VDC reached out to Goddard with questions about their future plans for the campus but it has not yet heard back.

Meanwhile the state urgently needs new housing. In January of 2023, The Vermont Housing Financing Agency put the scope of the supply shortage into perspective.

They wrote, “Vermont will need 30,000-40,000 more year-round homes by 2030. This means adding 5,000 to 6,700 more homes to Vermont’s primary home market each year, well above the 2,100 homes that the state has been generating.”

College embedded in far-left politics

The school’s culture and curriculum have long been known as far-left progressive. This includes in September of last year they hosted a panel discussion on what public safety might look like without police or incarceration.

A description states, “Goddard College hosted a dynamic panel on reimagining community safety and justice without police and prisons.”

The school also hosted a speaker on climate issues. The message according to the description blames capitalism for climate issues.

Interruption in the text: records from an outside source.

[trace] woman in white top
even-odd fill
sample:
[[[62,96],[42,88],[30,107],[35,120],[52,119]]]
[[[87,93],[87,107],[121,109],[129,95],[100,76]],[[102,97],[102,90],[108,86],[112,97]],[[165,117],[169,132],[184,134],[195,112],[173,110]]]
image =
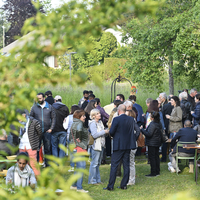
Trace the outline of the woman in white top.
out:
[[[29,156],[26,152],[21,152],[17,156],[17,163],[8,169],[6,175],[6,184],[13,186],[35,188],[37,181],[35,174],[28,165]]]

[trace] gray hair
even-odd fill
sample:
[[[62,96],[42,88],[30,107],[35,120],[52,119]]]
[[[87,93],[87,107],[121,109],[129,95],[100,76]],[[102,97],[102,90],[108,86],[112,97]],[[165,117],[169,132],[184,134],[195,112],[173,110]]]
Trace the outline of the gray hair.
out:
[[[158,97],[156,100],[158,101],[158,103],[161,102],[161,101],[160,101],[160,97]]]
[[[96,116],[98,113],[100,113],[100,111],[99,111],[98,109],[96,109],[96,108],[92,109],[92,110],[90,111],[90,119],[94,119],[95,116]]]
[[[126,108],[133,107],[133,103],[129,100],[126,100],[123,104],[126,106]]]
[[[193,92],[197,92],[197,90],[196,90],[195,88],[192,88],[192,89],[190,90],[190,94],[192,94]]]
[[[167,100],[167,94],[165,92],[160,93],[159,96],[162,96],[162,98],[165,98],[165,100]]]
[[[148,99],[146,99],[146,104],[151,103],[152,101],[153,101],[152,98],[148,98]]]
[[[187,92],[181,92],[180,94],[179,94],[179,99],[187,99]]]

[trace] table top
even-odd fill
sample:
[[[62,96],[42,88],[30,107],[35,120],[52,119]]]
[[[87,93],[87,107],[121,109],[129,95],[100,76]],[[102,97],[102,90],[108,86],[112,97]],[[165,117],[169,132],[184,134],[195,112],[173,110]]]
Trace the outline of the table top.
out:
[[[200,145],[198,145],[198,144],[184,144],[183,148],[187,148],[187,149],[200,149]]]

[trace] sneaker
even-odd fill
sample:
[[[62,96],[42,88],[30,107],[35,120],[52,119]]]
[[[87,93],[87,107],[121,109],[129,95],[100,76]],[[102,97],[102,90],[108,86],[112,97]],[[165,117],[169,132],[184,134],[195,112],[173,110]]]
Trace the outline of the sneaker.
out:
[[[83,193],[88,193],[89,191],[88,190],[84,190],[84,189],[81,189],[81,190],[76,190],[77,192],[83,192]]]
[[[127,185],[135,185],[135,183],[128,182],[128,184],[127,184]]]
[[[159,173],[159,174],[156,174],[156,176],[160,176],[160,173]]]
[[[64,190],[61,190],[61,189],[57,189],[57,190],[55,191],[55,193],[62,193],[62,192],[64,192]]]
[[[68,172],[73,172],[74,171],[74,167],[71,167]]]
[[[76,186],[70,186],[70,190],[77,190]]]
[[[168,167],[172,166],[172,163],[171,162],[168,162],[167,163]]]
[[[145,175],[146,177],[155,177],[156,175],[153,175],[153,174],[148,174],[148,175]]]
[[[169,167],[168,167],[168,170],[169,170],[171,173],[175,173],[175,172],[176,172],[176,170],[175,170],[172,166],[169,166]]]

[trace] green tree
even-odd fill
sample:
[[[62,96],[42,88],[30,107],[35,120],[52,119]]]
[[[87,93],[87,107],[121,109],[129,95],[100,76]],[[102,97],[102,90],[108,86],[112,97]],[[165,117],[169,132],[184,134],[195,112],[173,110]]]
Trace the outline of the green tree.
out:
[[[183,53],[177,52],[177,41],[182,29],[192,24],[197,2],[167,1],[166,6],[157,13],[157,18],[147,16],[142,21],[134,18],[127,24],[124,41],[131,37],[133,43],[126,67],[134,82],[146,88],[156,86],[162,90],[163,75],[168,69],[169,92],[174,94],[176,63],[182,62],[180,55]]]
[[[84,54],[75,54],[74,62],[76,70],[82,70],[104,62],[104,58],[110,56],[111,52],[117,47],[117,39],[110,32],[103,32],[101,37],[90,37],[90,49]],[[85,43],[80,43],[84,46]]]

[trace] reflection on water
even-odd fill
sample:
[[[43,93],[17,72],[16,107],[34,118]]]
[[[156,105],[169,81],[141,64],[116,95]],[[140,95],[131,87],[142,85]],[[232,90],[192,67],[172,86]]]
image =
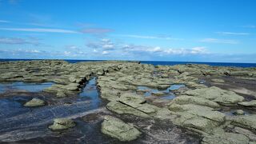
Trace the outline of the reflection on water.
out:
[[[78,94],[78,101],[89,100],[90,105],[94,108],[99,107],[101,99],[96,85],[96,78],[90,79],[82,90],[82,92]]]
[[[33,86],[39,84],[32,84]],[[14,84],[8,86],[21,86]],[[54,118],[83,116],[84,113],[101,106],[96,78],[90,80],[77,97],[56,98],[50,95],[40,96],[42,94],[38,93],[38,96],[33,96],[32,93],[30,95],[27,93],[26,96],[14,95],[11,98],[0,98],[0,142],[52,135],[53,132],[47,126],[53,122]],[[50,104],[35,108],[23,106],[26,102],[33,98],[43,99]]]
[[[22,90],[29,92],[40,92],[42,90],[51,86],[54,82],[43,83],[25,83],[23,82],[15,82],[12,83],[0,83],[0,93],[6,90]]]
[[[152,93],[163,93],[165,94],[160,97],[161,99],[171,100],[175,98],[175,94],[173,94],[172,91],[178,90],[182,87],[185,87],[185,85],[183,84],[171,85],[170,87],[168,87],[166,90],[164,90],[152,89],[148,86],[138,86],[138,90],[144,91],[144,96],[146,97],[151,96]]]

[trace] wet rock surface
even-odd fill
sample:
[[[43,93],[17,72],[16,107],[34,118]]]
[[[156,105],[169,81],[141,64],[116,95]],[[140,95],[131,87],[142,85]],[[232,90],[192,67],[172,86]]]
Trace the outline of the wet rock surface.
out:
[[[255,68],[43,60],[0,72],[1,142],[256,142]]]

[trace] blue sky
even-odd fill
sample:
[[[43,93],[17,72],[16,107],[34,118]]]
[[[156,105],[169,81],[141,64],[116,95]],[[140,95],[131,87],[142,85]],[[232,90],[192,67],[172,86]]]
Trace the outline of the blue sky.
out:
[[[256,62],[254,0],[0,0],[0,58]]]

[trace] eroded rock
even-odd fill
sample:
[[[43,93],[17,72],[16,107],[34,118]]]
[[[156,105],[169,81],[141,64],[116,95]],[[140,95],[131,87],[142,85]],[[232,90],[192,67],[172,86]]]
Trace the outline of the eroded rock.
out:
[[[132,141],[142,134],[133,125],[111,116],[105,116],[102,132],[120,141]]]

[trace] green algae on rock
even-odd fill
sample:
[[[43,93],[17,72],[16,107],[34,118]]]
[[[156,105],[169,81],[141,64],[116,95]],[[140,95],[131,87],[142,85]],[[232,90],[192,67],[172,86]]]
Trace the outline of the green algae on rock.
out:
[[[42,99],[38,99],[38,98],[33,98],[30,101],[26,102],[24,104],[24,106],[26,107],[35,107],[35,106],[42,106],[46,105],[46,102],[42,100]]]
[[[102,132],[120,141],[132,141],[142,134],[133,125],[111,116],[105,116]]]
[[[75,123],[72,119],[69,118],[55,118],[54,124],[49,126],[52,130],[60,130],[69,129],[75,126]]]

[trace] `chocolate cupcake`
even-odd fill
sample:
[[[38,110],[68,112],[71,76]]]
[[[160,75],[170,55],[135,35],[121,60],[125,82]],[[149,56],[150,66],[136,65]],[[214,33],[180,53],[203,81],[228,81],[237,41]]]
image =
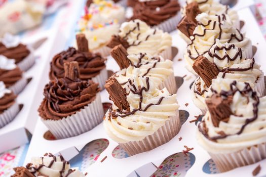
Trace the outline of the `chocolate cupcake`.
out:
[[[126,85],[129,79],[133,79],[138,73],[148,77],[159,90],[166,87],[170,94],[176,93],[173,62],[170,60],[142,53],[128,55],[121,45],[115,47],[111,51],[111,55],[121,69],[113,77],[122,87]]]
[[[77,35],[78,50],[69,48],[56,55],[50,64],[49,78],[51,80],[64,76],[64,64],[71,61],[79,63],[80,78],[82,80],[92,79],[103,88],[107,79],[105,66],[106,59],[99,53],[89,51],[88,40],[82,34]]]
[[[142,53],[172,58],[172,37],[168,33],[151,28],[138,19],[123,23],[120,31],[112,36],[108,47],[113,48],[121,44],[130,55]]]
[[[139,19],[166,32],[175,30],[181,18],[177,0],[136,1],[131,20]]]
[[[8,59],[0,55],[0,81],[6,86],[18,95],[27,84],[27,79],[23,77],[23,72],[15,64],[15,60]]]
[[[20,43],[18,36],[6,33],[0,41],[0,55],[14,59],[18,67],[23,71],[29,69],[35,62],[33,50]]]
[[[248,83],[233,81],[227,87],[206,100],[208,111],[197,132],[220,172],[266,158],[266,97]]]
[[[69,162],[61,155],[55,156],[46,153],[44,157],[33,157],[26,167],[14,168],[15,173],[11,177],[85,177],[78,169],[70,168]]]
[[[90,130],[102,121],[104,115],[98,83],[79,78],[77,62],[65,62],[64,66],[65,76],[45,86],[38,110],[42,121],[57,139]]]
[[[12,121],[19,112],[16,98],[12,91],[6,88],[4,82],[0,81],[0,128]]]
[[[166,143],[178,134],[181,123],[175,94],[156,88],[148,77],[136,75],[129,80],[125,90],[115,78],[106,82],[114,105],[103,125],[108,136],[133,155]]]

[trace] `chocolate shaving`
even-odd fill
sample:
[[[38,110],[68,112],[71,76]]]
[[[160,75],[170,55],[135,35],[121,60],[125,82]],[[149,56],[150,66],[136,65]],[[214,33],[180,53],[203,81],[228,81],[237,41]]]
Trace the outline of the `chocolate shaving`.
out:
[[[113,48],[120,44],[126,49],[127,49],[129,47],[129,44],[126,39],[120,37],[119,35],[113,35],[111,39],[107,45],[107,46],[110,48]]]
[[[214,126],[218,127],[220,121],[228,121],[228,118],[233,114],[230,108],[232,102],[232,96],[223,99],[217,94],[214,94],[210,98],[206,99],[206,103]]]
[[[195,23],[197,23],[196,17],[201,13],[199,8],[199,4],[197,2],[193,2],[186,5],[185,8],[185,15],[189,20],[193,21]]]
[[[110,99],[121,111],[129,108],[126,91],[117,79],[113,77],[110,77],[106,81],[104,87],[110,96]]]
[[[72,80],[75,80],[80,78],[80,67],[78,62],[72,61],[64,63],[64,69],[65,77]]]
[[[78,34],[75,36],[79,51],[89,52],[89,42],[84,34]]]
[[[177,25],[177,29],[188,38],[193,35],[193,31],[197,26],[197,23],[191,20],[191,18],[184,16]]]
[[[197,58],[192,67],[203,80],[207,87],[211,85],[211,80],[219,73],[219,70],[215,64],[201,55]]]
[[[127,56],[128,54],[122,45],[114,47],[111,51],[111,55],[119,65],[120,69],[127,68],[130,64],[130,61]]]
[[[256,176],[258,173],[259,173],[259,172],[260,171],[260,169],[261,169],[261,167],[260,167],[260,165],[258,165],[255,169],[252,171],[252,175],[253,176]]]

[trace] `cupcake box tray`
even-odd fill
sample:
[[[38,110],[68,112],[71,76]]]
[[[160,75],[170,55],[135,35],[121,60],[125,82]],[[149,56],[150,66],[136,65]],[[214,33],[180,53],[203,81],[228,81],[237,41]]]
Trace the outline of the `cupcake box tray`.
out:
[[[29,142],[29,136],[33,133],[37,120],[35,110],[41,103],[43,88],[46,83],[43,79],[43,73],[46,76],[46,71],[49,69],[47,65],[51,57],[58,52],[58,50],[63,48],[66,42],[64,33],[60,32],[60,28],[65,25],[54,25],[62,24],[63,17],[66,14],[72,13],[73,14],[78,11],[80,5],[74,5],[73,1],[70,1],[66,8],[60,9],[53,17],[44,22],[44,26],[53,25],[52,27],[46,30],[48,27],[41,26],[21,35],[22,42],[35,49],[33,52],[35,63],[23,74],[25,78],[30,80],[17,98],[17,102],[19,104],[23,104],[23,107],[12,121],[0,128],[0,153],[26,144]],[[69,19],[74,21],[77,17],[73,15]],[[49,23],[50,24],[48,24]],[[38,35],[36,35],[37,33]],[[56,39],[58,40],[56,42]],[[44,67],[45,66],[47,67]],[[37,100],[34,95],[40,96],[40,100]]]
[[[266,42],[256,22],[248,8],[239,10],[239,15],[240,19],[245,21],[245,25],[242,29],[242,32],[246,32],[246,36],[251,39],[253,45],[256,47],[257,50],[254,56],[255,61],[261,65],[261,69],[266,71],[266,64],[263,63],[263,60],[265,60],[264,51],[266,49]],[[266,168],[263,166],[266,160],[222,173],[210,174],[203,172],[203,165],[210,159],[210,156],[197,143],[195,138],[197,127],[195,122],[189,122],[189,120],[195,119],[194,116],[201,114],[200,111],[194,106],[190,98],[189,85],[196,78],[186,70],[184,60],[178,60],[178,58],[183,58],[183,52],[186,47],[185,42],[178,35],[177,31],[172,32],[171,34],[173,37],[173,46],[177,47],[179,51],[179,53],[174,60],[175,75],[184,77],[183,83],[177,92],[177,99],[180,106],[179,109],[186,110],[189,113],[188,118],[182,125],[179,133],[175,138],[168,143],[151,151],[123,159],[116,159],[113,157],[111,153],[118,146],[118,144],[107,137],[102,123],[92,130],[77,137],[58,140],[47,140],[44,138],[44,135],[48,131],[48,129],[39,119],[31,139],[25,163],[29,162],[31,157],[41,156],[46,152],[54,154],[60,153],[66,159],[69,160],[78,154],[79,151],[88,143],[97,139],[105,139],[108,140],[109,145],[100,155],[98,160],[88,167],[87,176],[138,176],[138,174],[140,176],[149,176],[157,170],[156,166],[159,167],[165,158],[185,150],[184,146],[194,148],[189,152],[196,156],[195,163],[187,171],[186,176],[223,176],[225,175],[233,176],[235,174],[237,174],[238,175],[242,174],[245,176],[251,176],[252,170],[258,164],[260,164],[261,166],[261,171],[258,176],[266,175]],[[39,92],[37,92],[35,95],[35,102],[34,105],[35,106],[35,108],[32,109],[32,111],[36,112],[42,98],[41,93],[44,85],[44,83],[48,81],[49,65],[49,62],[47,62],[44,67],[45,69],[43,70],[42,84],[39,85]],[[107,69],[111,69],[113,71],[117,71],[119,69],[114,60],[110,57],[108,59],[106,66]],[[103,103],[110,102],[105,90],[101,92],[101,98]],[[187,106],[185,106],[186,103],[188,104]],[[36,113],[35,114],[37,114]],[[182,138],[181,141],[179,140],[180,137]],[[182,176],[184,176],[184,174],[182,174]]]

“At the root of the climate crisis, Noor argued, are global capitalism and corporations that prioritize profits over people and planet. Fossil fuel companies exert enormous influence over policymaking, blocking meaningful climate action and perpetuating our reliance on dirty energy,” it reads.

There are numerous political essays posted on the school’s website. One of them is titled “America Isn’t (and Wasn’t) Great. What Now?” by Jan Clausen, a faculty member for the school’s Master of Fine Arts in Creative Writing program.

Undated but apparently written in response to the 2016 election, she wrote how her mother was “horrified by the outcome of the presidential election.” She adds that she was “disheartened by the prevalence of nationalist rhetoric within a number of U.S. writing networks.”